Watching a new show which is driven by a mystery is a high-risk proposition. The odds are good that the series will be cancelled well before the mystery is ever revealed (a la Miracles or Nowhere Man), or with a quickly tacked-on solution (Push, Nevada). Often, there is no real intent to "solve" the mystery, since that would be the end of the show. And if they do solve it, there’s a good chance that the solution won’t live up to the quality of the mystery, or that once the central mystery is solved the show won’t have much of a place to go (Twin Peaks can be reasonably accused of both.)
But, with all that in mind, this season has brought us not one but two mystery-laden series that are worth paying attention to.
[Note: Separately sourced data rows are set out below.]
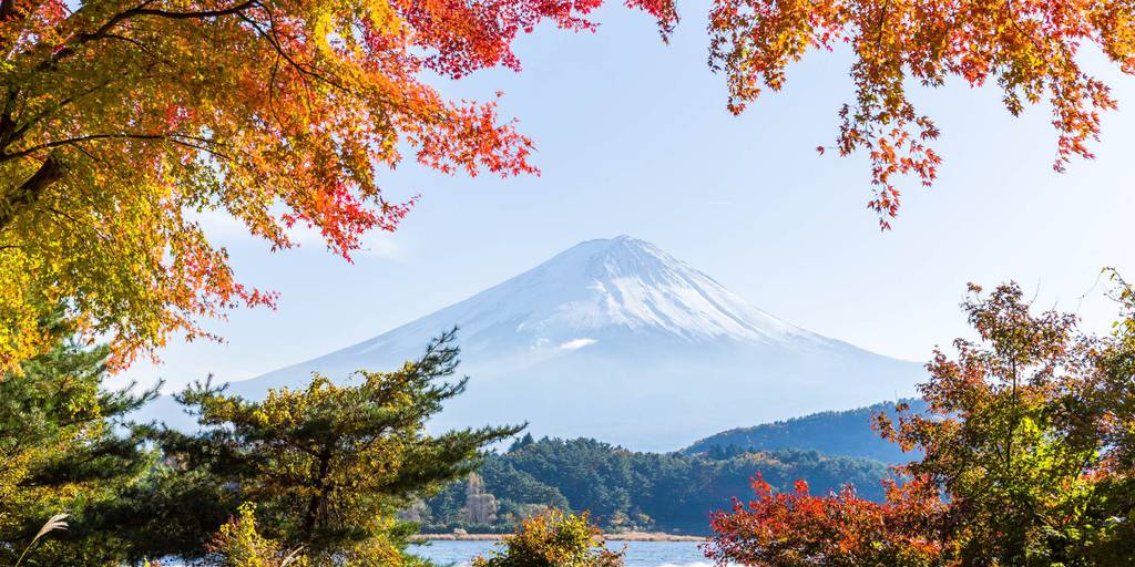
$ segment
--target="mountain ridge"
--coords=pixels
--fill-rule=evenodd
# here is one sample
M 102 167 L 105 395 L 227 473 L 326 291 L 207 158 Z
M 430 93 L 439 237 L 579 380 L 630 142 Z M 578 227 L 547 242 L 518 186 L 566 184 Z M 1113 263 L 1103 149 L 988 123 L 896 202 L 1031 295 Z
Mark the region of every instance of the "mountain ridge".
M 920 365 L 781 320 L 712 277 L 629 236 L 592 239 L 410 323 L 234 382 L 262 396 L 318 371 L 413 359 L 459 327 L 468 391 L 431 424 L 530 422 L 535 433 L 675 450 L 735 428 L 894 399 Z

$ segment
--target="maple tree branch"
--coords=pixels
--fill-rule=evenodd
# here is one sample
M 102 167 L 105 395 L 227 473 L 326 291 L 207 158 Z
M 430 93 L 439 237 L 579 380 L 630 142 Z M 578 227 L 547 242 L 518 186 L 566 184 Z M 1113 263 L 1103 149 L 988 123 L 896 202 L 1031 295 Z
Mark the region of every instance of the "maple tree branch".
M 18 152 L 2 154 L 2 155 L 0 155 L 0 163 L 7 162 L 7 161 L 11 161 L 11 160 L 16 160 L 16 159 L 19 159 L 19 158 L 25 158 L 27 155 L 32 155 L 32 154 L 37 153 L 37 152 L 42 152 L 43 150 L 51 150 L 51 149 L 54 149 L 54 147 L 76 145 L 76 144 L 79 144 L 79 143 L 83 143 L 83 142 L 94 142 L 94 141 L 99 141 L 99 139 L 166 141 L 166 142 L 173 142 L 175 144 L 179 144 L 179 145 L 185 145 L 185 146 L 188 146 L 188 147 L 193 147 L 193 149 L 196 149 L 196 150 L 203 150 L 203 151 L 209 151 L 209 149 L 208 147 L 202 147 L 202 146 L 199 146 L 199 145 L 195 145 L 195 144 L 191 144 L 191 143 L 188 143 L 186 141 L 199 142 L 199 143 L 205 144 L 207 146 L 208 145 L 213 145 L 213 146 L 221 146 L 221 145 L 224 145 L 224 144 L 221 144 L 221 143 L 219 143 L 219 142 L 217 142 L 215 139 L 203 138 L 203 137 L 200 137 L 200 136 L 192 136 L 190 134 L 176 134 L 176 133 L 167 133 L 167 134 L 132 134 L 132 133 L 87 134 L 85 136 L 76 136 L 76 137 L 73 137 L 73 138 L 54 139 L 54 141 L 51 141 L 51 142 L 44 142 L 42 144 L 34 145 L 34 146 L 25 149 L 25 150 L 20 150 Z M 218 155 L 220 155 L 220 154 L 218 154 Z
M 40 195 L 64 175 L 62 163 L 56 154 L 49 154 L 40 169 L 32 174 L 16 191 L 0 201 L 0 231 L 11 223 L 16 214 L 35 203 Z
M 152 16 L 152 17 L 165 18 L 165 19 L 202 19 L 202 18 L 216 18 L 216 17 L 221 17 L 221 16 L 232 16 L 232 15 L 235 15 L 235 14 L 241 14 L 244 10 L 247 10 L 249 8 L 252 8 L 253 6 L 257 6 L 257 3 L 259 2 L 259 0 L 244 0 L 243 2 L 234 5 L 234 6 L 230 6 L 228 8 L 219 8 L 219 9 L 216 9 L 216 10 L 170 11 L 170 10 L 161 10 L 161 9 L 157 9 L 157 8 L 146 8 L 146 6 L 150 6 L 151 3 L 153 3 L 153 1 L 154 0 L 146 0 L 145 2 L 142 2 L 141 5 L 138 5 L 138 6 L 134 7 L 134 8 L 120 11 L 120 12 L 111 16 L 111 18 L 109 20 L 107 20 L 106 24 L 103 24 L 102 26 L 100 26 L 93 33 L 78 34 L 77 36 L 75 36 L 76 39 L 75 39 L 75 44 L 74 45 L 68 45 L 68 46 L 66 46 L 66 48 L 60 49 L 59 51 L 57 51 L 54 54 L 51 56 L 50 59 L 48 59 L 47 61 L 44 61 L 44 67 L 50 67 L 50 66 L 59 62 L 64 58 L 74 54 L 75 51 L 76 51 L 76 49 L 79 48 L 81 45 L 85 44 L 85 43 L 90 43 L 92 41 L 102 40 L 102 39 L 108 37 L 110 35 L 110 32 L 116 26 L 118 26 L 118 24 L 121 24 L 123 22 L 126 22 L 128 19 L 135 18 L 135 17 L 138 17 L 138 16 Z

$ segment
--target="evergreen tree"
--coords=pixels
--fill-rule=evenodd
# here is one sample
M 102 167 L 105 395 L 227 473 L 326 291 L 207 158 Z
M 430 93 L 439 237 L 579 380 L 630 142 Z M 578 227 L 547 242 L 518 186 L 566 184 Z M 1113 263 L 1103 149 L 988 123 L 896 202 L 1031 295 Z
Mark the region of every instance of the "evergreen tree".
M 107 390 L 107 348 L 78 344 L 62 318 L 43 327 L 54 347 L 0 375 L 0 565 L 57 514 L 69 528 L 40 540 L 24 565 L 120 565 L 131 542 L 107 513 L 153 463 L 121 425 L 155 393 Z
M 197 383 L 178 400 L 201 430 L 152 434 L 191 484 L 213 486 L 218 508 L 254 502 L 266 536 L 303 545 L 317 565 L 393 565 L 410 534 L 397 510 L 465 476 L 486 446 L 521 429 L 424 432 L 426 421 L 465 388 L 468 379 L 444 380 L 457 366 L 454 337 L 455 330 L 431 341 L 397 371 L 359 371 L 358 386 L 317 374 L 304 389 L 251 401 Z

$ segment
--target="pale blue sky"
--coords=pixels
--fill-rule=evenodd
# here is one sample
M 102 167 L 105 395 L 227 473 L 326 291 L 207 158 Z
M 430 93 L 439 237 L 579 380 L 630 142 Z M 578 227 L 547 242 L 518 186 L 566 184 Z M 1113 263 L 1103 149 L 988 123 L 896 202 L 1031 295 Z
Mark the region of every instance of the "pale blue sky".
M 706 67 L 707 7 L 683 5 L 664 45 L 649 18 L 613 6 L 595 34 L 522 37 L 520 74 L 447 85 L 454 96 L 504 91 L 502 113 L 535 138 L 543 175 L 468 179 L 407 163 L 386 186 L 394 196 L 420 193 L 420 204 L 353 265 L 316 243 L 270 254 L 210 219 L 238 277 L 280 291 L 279 308 L 236 312 L 211 325 L 227 344 L 176 342 L 162 365 L 138 364 L 123 379 L 177 387 L 210 372 L 252 378 L 619 234 L 655 243 L 782 319 L 901 358 L 926 359 L 965 332 L 967 281 L 1017 279 L 1039 304 L 1107 329 L 1115 307 L 1093 289 L 1100 269 L 1135 277 L 1135 78 L 1090 61 L 1120 111 L 1105 117 L 1099 158 L 1063 175 L 1051 168 L 1046 108 L 1012 118 L 993 90 L 916 90 L 942 129 L 945 162 L 933 189 L 908 184 L 902 215 L 884 234 L 864 208 L 865 159 L 814 150 L 834 138 L 835 112 L 852 96 L 847 56 L 812 54 L 784 91 L 733 117 L 723 78 Z

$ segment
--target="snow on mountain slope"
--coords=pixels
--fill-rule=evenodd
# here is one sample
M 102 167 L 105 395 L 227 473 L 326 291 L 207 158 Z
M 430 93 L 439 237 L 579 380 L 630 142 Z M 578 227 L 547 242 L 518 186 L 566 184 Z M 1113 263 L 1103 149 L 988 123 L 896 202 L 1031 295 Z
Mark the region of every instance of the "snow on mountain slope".
M 473 376 L 435 426 L 530 422 L 533 434 L 676 449 L 722 429 L 913 392 L 914 363 L 776 319 L 656 246 L 579 244 L 535 269 L 326 356 L 233 384 L 246 396 L 417 356 L 459 325 Z

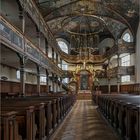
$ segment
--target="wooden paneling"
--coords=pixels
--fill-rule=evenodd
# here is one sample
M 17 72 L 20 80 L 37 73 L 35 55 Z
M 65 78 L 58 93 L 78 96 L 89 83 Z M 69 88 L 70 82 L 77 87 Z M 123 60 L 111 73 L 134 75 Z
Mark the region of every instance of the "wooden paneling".
M 12 82 L 12 81 L 0 81 L 0 93 L 20 93 L 20 83 L 19 82 Z M 47 93 L 47 86 L 41 85 L 40 92 Z M 25 93 L 26 95 L 34 95 L 37 94 L 37 85 L 33 84 L 25 84 Z
M 140 84 L 121 85 L 120 90 L 122 93 L 140 94 Z

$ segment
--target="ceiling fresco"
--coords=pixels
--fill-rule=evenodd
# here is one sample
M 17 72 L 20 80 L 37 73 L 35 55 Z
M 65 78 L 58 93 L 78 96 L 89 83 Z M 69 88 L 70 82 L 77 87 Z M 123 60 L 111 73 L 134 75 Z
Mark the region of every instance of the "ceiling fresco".
M 54 36 L 68 42 L 76 33 L 117 40 L 129 29 L 135 36 L 139 0 L 35 0 Z M 90 36 L 91 38 L 91 36 Z

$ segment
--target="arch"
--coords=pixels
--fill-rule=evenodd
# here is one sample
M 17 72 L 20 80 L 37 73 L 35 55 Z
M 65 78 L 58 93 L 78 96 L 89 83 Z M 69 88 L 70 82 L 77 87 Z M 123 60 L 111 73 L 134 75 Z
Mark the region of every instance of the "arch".
M 126 29 L 122 33 L 121 39 L 125 42 L 133 42 L 134 41 L 133 35 L 129 29 Z
M 58 43 L 60 49 L 63 52 L 69 54 L 69 43 L 63 38 L 57 38 L 56 40 L 57 40 L 57 43 Z

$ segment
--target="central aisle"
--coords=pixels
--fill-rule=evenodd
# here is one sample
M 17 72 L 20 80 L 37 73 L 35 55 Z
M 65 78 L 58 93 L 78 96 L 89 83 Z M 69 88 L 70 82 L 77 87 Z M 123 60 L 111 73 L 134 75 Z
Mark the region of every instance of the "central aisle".
M 97 107 L 78 100 L 52 140 L 118 140 Z

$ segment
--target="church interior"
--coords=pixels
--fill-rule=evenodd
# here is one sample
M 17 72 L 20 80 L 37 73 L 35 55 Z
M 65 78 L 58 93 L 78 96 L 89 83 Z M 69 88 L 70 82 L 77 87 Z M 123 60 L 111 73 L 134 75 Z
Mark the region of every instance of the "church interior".
M 1 140 L 140 140 L 139 0 L 0 5 Z

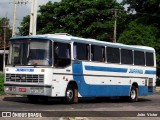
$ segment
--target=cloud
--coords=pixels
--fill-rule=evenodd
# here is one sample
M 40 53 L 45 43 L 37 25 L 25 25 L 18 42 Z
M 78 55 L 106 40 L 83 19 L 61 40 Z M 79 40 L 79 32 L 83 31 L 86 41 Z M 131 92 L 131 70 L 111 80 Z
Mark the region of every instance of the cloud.
M 17 2 L 28 1 L 27 4 L 17 4 L 16 9 L 16 26 L 18 27 L 24 16 L 30 15 L 32 0 L 16 0 Z M 38 6 L 49 1 L 59 2 L 61 0 L 38 0 Z M 10 19 L 10 26 L 13 24 L 14 0 L 0 0 L 0 18 L 7 17 Z

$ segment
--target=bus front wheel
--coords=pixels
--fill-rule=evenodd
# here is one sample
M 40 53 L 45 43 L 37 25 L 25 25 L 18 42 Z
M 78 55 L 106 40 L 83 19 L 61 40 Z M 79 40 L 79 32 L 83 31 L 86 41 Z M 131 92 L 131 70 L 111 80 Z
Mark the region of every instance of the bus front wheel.
M 68 85 L 65 93 L 65 103 L 72 104 L 74 102 L 75 91 L 72 85 Z
M 129 101 L 131 102 L 138 101 L 138 88 L 135 86 L 131 87 Z

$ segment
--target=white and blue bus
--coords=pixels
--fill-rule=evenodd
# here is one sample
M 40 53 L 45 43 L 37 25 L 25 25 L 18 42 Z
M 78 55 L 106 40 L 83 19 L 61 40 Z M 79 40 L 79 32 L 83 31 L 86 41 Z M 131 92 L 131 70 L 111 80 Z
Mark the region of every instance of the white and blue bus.
M 68 34 L 10 39 L 4 90 L 41 97 L 127 97 L 152 95 L 156 82 L 154 48 L 74 37 Z

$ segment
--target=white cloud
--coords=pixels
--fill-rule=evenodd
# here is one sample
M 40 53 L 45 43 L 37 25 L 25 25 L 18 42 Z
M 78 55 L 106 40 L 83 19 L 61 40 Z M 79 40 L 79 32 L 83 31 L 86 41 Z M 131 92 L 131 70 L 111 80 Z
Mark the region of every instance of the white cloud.
M 20 25 L 23 17 L 26 15 L 30 15 L 31 12 L 31 1 L 32 0 L 16 0 L 16 1 L 28 1 L 27 4 L 17 4 L 17 14 L 16 14 L 16 24 Z M 45 4 L 49 1 L 59 2 L 61 0 L 38 0 L 38 6 Z M 0 0 L 0 18 L 7 17 L 10 19 L 10 25 L 13 24 L 13 10 L 14 10 L 14 0 Z

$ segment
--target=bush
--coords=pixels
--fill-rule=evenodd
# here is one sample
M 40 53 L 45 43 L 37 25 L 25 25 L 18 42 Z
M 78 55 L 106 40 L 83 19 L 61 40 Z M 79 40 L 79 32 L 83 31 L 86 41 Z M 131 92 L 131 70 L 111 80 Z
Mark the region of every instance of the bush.
M 4 74 L 0 73 L 0 94 L 4 93 Z

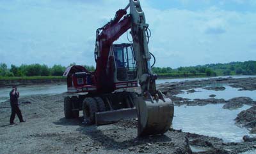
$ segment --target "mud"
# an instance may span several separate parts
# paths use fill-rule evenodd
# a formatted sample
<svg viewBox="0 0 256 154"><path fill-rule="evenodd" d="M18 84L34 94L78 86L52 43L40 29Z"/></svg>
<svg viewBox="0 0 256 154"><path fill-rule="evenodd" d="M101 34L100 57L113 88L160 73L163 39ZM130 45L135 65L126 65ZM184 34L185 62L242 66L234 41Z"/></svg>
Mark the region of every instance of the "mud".
<svg viewBox="0 0 256 154"><path fill-rule="evenodd" d="M221 79L216 80L220 82L223 81ZM225 81L239 84L237 80L232 78ZM204 82L208 81L205 80ZM175 105L227 103L227 101L214 98L189 101L174 96L175 94L182 92L181 90L204 87L202 86L207 85L200 85L198 83L200 81L171 83L159 85L159 87L166 90L164 93L173 99ZM240 88L243 89L244 87ZM22 94L20 94L22 97ZM80 112L79 118L67 120L64 118L63 101L67 95L68 94L63 93L54 95L36 95L21 98L20 102L31 102L22 103L20 106L24 119L27 121L25 123L19 123L16 117L16 124L13 125L9 125L11 112L10 102L6 101L1 103L1 153L239 153L255 149L256 141L224 143L221 139L217 137L184 132L182 130L172 129L164 135L139 139L136 134L137 122L135 119L121 120L108 125L87 125L83 123L82 113ZM255 102L248 99L243 104L254 103ZM192 146L204 150L193 151Z"/></svg>
<svg viewBox="0 0 256 154"><path fill-rule="evenodd" d="M235 119L236 124L252 129L251 133L255 133L256 129L256 106L241 111Z"/></svg>

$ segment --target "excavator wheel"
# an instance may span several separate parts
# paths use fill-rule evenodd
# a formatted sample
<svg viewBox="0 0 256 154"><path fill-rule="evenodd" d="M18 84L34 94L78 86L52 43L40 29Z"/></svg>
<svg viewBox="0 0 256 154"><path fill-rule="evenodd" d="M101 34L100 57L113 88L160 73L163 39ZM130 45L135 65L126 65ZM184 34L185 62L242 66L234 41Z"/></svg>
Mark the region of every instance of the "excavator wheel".
<svg viewBox="0 0 256 154"><path fill-rule="evenodd" d="M105 104L104 103L102 99L101 99L100 97L94 97L93 99L95 99L95 101L97 101L98 111L99 112L106 111Z"/></svg>
<svg viewBox="0 0 256 154"><path fill-rule="evenodd" d="M88 124L95 123L95 113L97 111L97 101L92 97L85 98L83 102L83 113Z"/></svg>
<svg viewBox="0 0 256 154"><path fill-rule="evenodd" d="M71 101L72 102L72 104L77 104L77 102L78 102L78 98L76 96L72 96L71 97ZM72 111L72 117L74 118L77 118L79 116L79 110L77 110L77 111Z"/></svg>
<svg viewBox="0 0 256 154"><path fill-rule="evenodd" d="M70 97L68 96L64 99L64 115L65 118L67 119L72 118L72 102Z"/></svg>

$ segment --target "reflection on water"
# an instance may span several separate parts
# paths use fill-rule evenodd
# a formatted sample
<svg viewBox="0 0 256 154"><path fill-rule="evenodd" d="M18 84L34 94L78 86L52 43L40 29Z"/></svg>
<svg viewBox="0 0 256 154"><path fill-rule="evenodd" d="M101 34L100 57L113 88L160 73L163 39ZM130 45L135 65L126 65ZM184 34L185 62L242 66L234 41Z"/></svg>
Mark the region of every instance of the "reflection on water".
<svg viewBox="0 0 256 154"><path fill-rule="evenodd" d="M191 81L196 80L205 80L211 78L227 78L232 77L233 78L255 78L255 75L236 75L236 76L218 76L214 77L204 77L204 78L177 78L177 79L158 79L156 80L156 84L164 83L166 82L180 82L184 81Z"/></svg>
<svg viewBox="0 0 256 154"><path fill-rule="evenodd" d="M9 93L12 88L0 88L0 102L9 99ZM58 94L67 92L66 85L29 85L18 87L20 97L39 94Z"/></svg>
<svg viewBox="0 0 256 154"><path fill-rule="evenodd" d="M220 85L221 86L221 85ZM216 99L224 99L228 100L234 97L249 97L252 99L256 101L256 91L248 91L248 90L242 90L239 91L239 88L233 88L230 86L224 86L226 89L223 91L214 91L209 90L206 89L203 89L202 88L194 88L196 92L194 93L188 93L186 90L184 94L179 94L177 95L178 97L182 98L188 98L189 99L207 99L210 98L209 95L211 94L214 94L216 96L214 97Z"/></svg>
<svg viewBox="0 0 256 154"><path fill-rule="evenodd" d="M236 110L222 108L223 104L204 106L175 106L173 126L186 132L214 136L225 142L239 142L249 131L234 125L234 120L241 111L250 108L244 105Z"/></svg>
<svg viewBox="0 0 256 154"><path fill-rule="evenodd" d="M252 154L256 153L256 150L249 150L246 152L241 153L241 154Z"/></svg>

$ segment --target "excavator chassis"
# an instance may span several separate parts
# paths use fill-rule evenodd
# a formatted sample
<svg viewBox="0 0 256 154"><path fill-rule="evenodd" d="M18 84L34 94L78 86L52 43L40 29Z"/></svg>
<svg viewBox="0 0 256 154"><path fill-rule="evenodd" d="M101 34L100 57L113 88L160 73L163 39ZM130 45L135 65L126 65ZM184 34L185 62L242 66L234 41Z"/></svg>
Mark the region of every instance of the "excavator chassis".
<svg viewBox="0 0 256 154"><path fill-rule="evenodd" d="M122 92L100 97L67 97L65 101L70 101L70 112L73 113L71 114L77 115L74 113L82 110L88 124L106 125L121 120L138 118L138 136L143 137L164 134L172 125L173 104L161 92L158 94L153 99L149 94L138 96L134 92ZM75 106L77 108L73 108ZM67 105L65 108L67 109Z"/></svg>

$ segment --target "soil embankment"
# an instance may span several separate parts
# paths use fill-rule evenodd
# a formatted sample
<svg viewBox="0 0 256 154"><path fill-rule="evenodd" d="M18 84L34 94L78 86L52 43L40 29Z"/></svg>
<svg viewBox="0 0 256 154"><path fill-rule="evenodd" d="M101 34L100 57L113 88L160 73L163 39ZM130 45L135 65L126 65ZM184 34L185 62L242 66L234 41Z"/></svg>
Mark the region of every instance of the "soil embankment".
<svg viewBox="0 0 256 154"><path fill-rule="evenodd" d="M0 80L0 87L12 85L45 85L51 83L65 83L65 78L60 79L31 79L31 80Z"/></svg>
<svg viewBox="0 0 256 154"><path fill-rule="evenodd" d="M252 84L244 85L246 80ZM214 81L230 84L242 90L256 88L254 87L256 78L169 83L159 85L158 87L173 99L175 105L188 104L188 105L191 105L189 101L191 101L174 95L182 92L181 90L212 85ZM248 87L248 85L250 87ZM16 117L17 124L13 125L9 125L10 102L1 103L0 151L3 153L239 153L255 149L256 144L256 141L227 143L217 137L172 129L162 136L138 139L136 137L136 120L122 120L99 127L86 125L83 123L81 112L79 119L66 120L64 118L63 101L67 95L68 94L63 93L22 97L20 102L31 102L20 105L27 122L19 123ZM198 99L193 101L195 102L193 105L246 99L246 97L230 101L214 98ZM253 105L255 103L248 98L246 100L243 104ZM205 151L193 153L193 147L204 149Z"/></svg>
The one getting the most attention is Lost, and it deserves a lot. A plane crashes on a distant and dangerous island, and the survivors begin to be aware that there was more to the flight and more to the island than meet the eye. Judging off the first hour, it’s a very well made series (no matter how well one could describe it as "Gilligan’s Island meets Scooby Doo"), the situation grabs, there are characters to root for. Better yet, it’s from the creator of Alias, who has a reputation of paying off on mysteries but building new ones to keep folks going (a reputation I won’t vouch for; I’ve only watched one or two episodes of Alias, although I may try doing the first season on DVD at some point.) Lost was, by the way, a tough show to watch the day before flying off to Hawaii. Well worth checking out.
The other show is getting less attention, and is a higher risk example, but it’s still worth checking in. Veronica Mars is about a spunky teen girl detective helping out her abandonedly-single detective dad. She faces two mysteries in her life: her mother’s choice to leave, and the murder of her best friend. The pilot makes it clear that these two mysteries and how they overlap would be the driving force here. Veronica’s own detecting and adventuring exploits seemed a bit over the top for me at first, but then I stopped looking at it as some sort of realistic drama and more as a Nancy Drew book with more emotional resonance, and by the end of the episode I was hooked. Helping matters was a fine performance by Enrico Colantoni as her ex-cop dad; he never really captured my attention as the photographer on Just Shoot Me (but then, my attention had long been rivited to Laura San Giacomo, for purient reasons), but his work on the film Galaxy Quest forced me to take stock of him.) Do check out this series. It is spirited and charming, intelligent despite not being realistic.